Film des Monats: März 2000
Irgendwo in Osteuropa im Jahr 1941: Um dem Schicksal benachbarter Gemeinden zu entgehen, beschließen die Bewohner eines Schtetls, der Verschleppung durch die Nazis durch eine fingierte Deportation zuvorzukommen. 'Bewacht' von Soldaten in selbstgenähten Wehrmachtsuniformen, bedroht von kommunistischen Partisanen, richtigen wie falschen Deutschen, machen sie sich in einem Geisterzug auf den Weg, der sie irgendwann nach Palästina führen soll.
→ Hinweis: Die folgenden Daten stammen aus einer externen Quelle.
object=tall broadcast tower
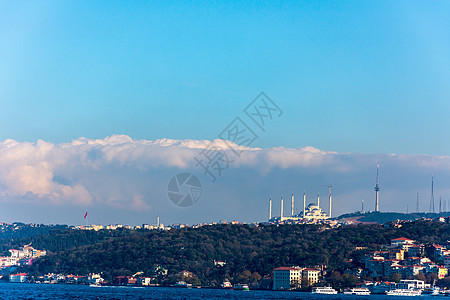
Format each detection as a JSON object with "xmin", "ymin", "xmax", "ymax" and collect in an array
[
  {"xmin": 269, "ymin": 196, "xmax": 272, "ymax": 221},
  {"xmin": 375, "ymin": 164, "xmax": 380, "ymax": 211},
  {"xmin": 430, "ymin": 175, "xmax": 435, "ymax": 213}
]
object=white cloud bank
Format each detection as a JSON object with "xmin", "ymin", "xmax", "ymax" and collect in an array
[{"xmin": 0, "ymin": 135, "xmax": 450, "ymax": 224}]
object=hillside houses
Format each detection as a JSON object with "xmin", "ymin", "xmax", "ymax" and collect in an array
[
  {"xmin": 362, "ymin": 237, "xmax": 450, "ymax": 279},
  {"xmin": 0, "ymin": 245, "xmax": 47, "ymax": 269}
]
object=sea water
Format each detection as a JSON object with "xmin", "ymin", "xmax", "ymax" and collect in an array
[{"xmin": 0, "ymin": 283, "xmax": 450, "ymax": 300}]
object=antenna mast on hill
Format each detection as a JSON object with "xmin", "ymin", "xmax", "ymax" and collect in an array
[{"xmin": 430, "ymin": 175, "xmax": 435, "ymax": 213}]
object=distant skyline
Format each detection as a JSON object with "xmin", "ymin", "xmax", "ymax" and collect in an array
[
  {"xmin": 0, "ymin": 135, "xmax": 450, "ymax": 225},
  {"xmin": 0, "ymin": 1, "xmax": 450, "ymax": 223}
]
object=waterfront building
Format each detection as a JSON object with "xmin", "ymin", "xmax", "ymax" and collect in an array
[
  {"xmin": 9, "ymin": 273, "xmax": 28, "ymax": 282},
  {"xmin": 273, "ymin": 267, "xmax": 302, "ymax": 291},
  {"xmin": 302, "ymin": 268, "xmax": 320, "ymax": 285}
]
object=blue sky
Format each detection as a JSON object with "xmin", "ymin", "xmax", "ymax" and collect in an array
[
  {"xmin": 0, "ymin": 1, "xmax": 450, "ymax": 155},
  {"xmin": 0, "ymin": 1, "xmax": 450, "ymax": 224}
]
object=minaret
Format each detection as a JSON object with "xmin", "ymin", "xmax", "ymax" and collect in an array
[
  {"xmin": 269, "ymin": 196, "xmax": 272, "ymax": 221},
  {"xmin": 328, "ymin": 184, "xmax": 333, "ymax": 218},
  {"xmin": 416, "ymin": 192, "xmax": 419, "ymax": 212},
  {"xmin": 303, "ymin": 192, "xmax": 306, "ymax": 218},
  {"xmin": 375, "ymin": 164, "xmax": 380, "ymax": 211},
  {"xmin": 291, "ymin": 193, "xmax": 294, "ymax": 216}
]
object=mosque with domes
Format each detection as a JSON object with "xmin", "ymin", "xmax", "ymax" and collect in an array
[{"xmin": 269, "ymin": 194, "xmax": 331, "ymax": 224}]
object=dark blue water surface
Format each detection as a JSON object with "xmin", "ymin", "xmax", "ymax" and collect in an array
[{"xmin": 0, "ymin": 283, "xmax": 450, "ymax": 300}]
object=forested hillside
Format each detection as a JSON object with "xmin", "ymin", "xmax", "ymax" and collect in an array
[{"xmin": 19, "ymin": 221, "xmax": 450, "ymax": 284}]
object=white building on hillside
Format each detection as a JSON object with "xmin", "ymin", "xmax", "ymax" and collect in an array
[{"xmin": 273, "ymin": 267, "xmax": 303, "ymax": 291}]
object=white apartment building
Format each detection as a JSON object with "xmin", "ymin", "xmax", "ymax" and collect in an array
[{"xmin": 273, "ymin": 267, "xmax": 303, "ymax": 291}]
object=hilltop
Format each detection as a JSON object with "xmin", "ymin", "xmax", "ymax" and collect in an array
[{"xmin": 336, "ymin": 212, "xmax": 450, "ymax": 224}]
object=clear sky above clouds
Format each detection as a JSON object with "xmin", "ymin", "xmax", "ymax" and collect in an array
[
  {"xmin": 0, "ymin": 1, "xmax": 450, "ymax": 155},
  {"xmin": 0, "ymin": 1, "xmax": 450, "ymax": 222}
]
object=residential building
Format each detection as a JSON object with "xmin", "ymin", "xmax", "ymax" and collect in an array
[
  {"xmin": 273, "ymin": 267, "xmax": 302, "ymax": 290},
  {"xmin": 9, "ymin": 273, "xmax": 28, "ymax": 282},
  {"xmin": 302, "ymin": 268, "xmax": 320, "ymax": 285}
]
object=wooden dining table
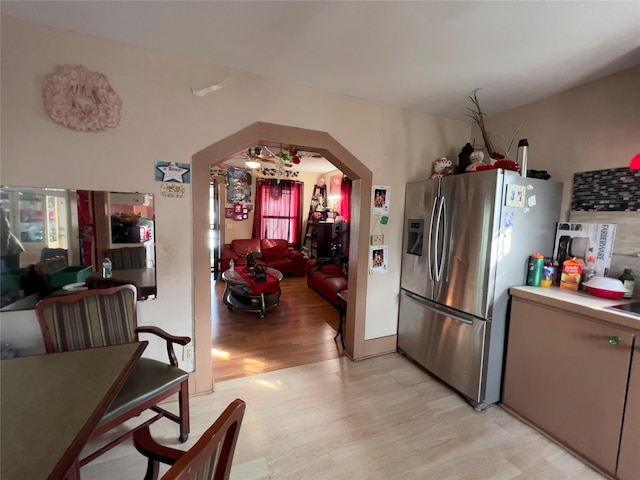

Ihre internen Konflikte nehmen sie freilich mit auf die Reise. Die aufmüpfigen jungen Leute proben den politischen und sexuellen Aufstand gegen die konservativen Alten, und alsbald regt sich auch Widerstand gegen die falschen Nazibewacher. Derweil rollt der Zug immer weiter ins Niemandsland zwischen den Fronten.
Radu Mihaileanu knüpft am Slapstick und am Filmmusical ebenso an wie an den von Chaplin und Lubitsch begründeten Traditionen eines komödiantischen Umgangs mit dem Nazi-Grauen. Mit den Stilmitteln der Parodie und der Groteske werden die kleinen Konflikte des Schtetllebens mit den großen weltanschaulichen Kämpfen des 20. Jahrhunderts verwoben. Etwa, wenn die Rote Zelle der Gemeinde mit viel revolutionärem Elan einen Zugsowjet gründet, oder wenn die Schönste des Dorfes munter nach einem Liebhaber sucht, um nicht jungfräulich in den Tod zu gehen. "Zug des Lebens" lässt bei all seiner absurden Komik den historischen Hintergrund nie vergessen, seine Kenntnis ist gerade die Voraussetzung für das befreiende Lachen, das der Film immer wieder provoziert. Ähnlich wie Roberto Benignis surreal-komödiantische Auseinandersetzung mit dem Holocaust in "Das Leben ist schön", wenn auch weniger abgründig, folgt "Zug des Lebens" dem ästhetischen Credo, dass dem Irrsinn der Realität nur der Irrwitz der Komödie standhält.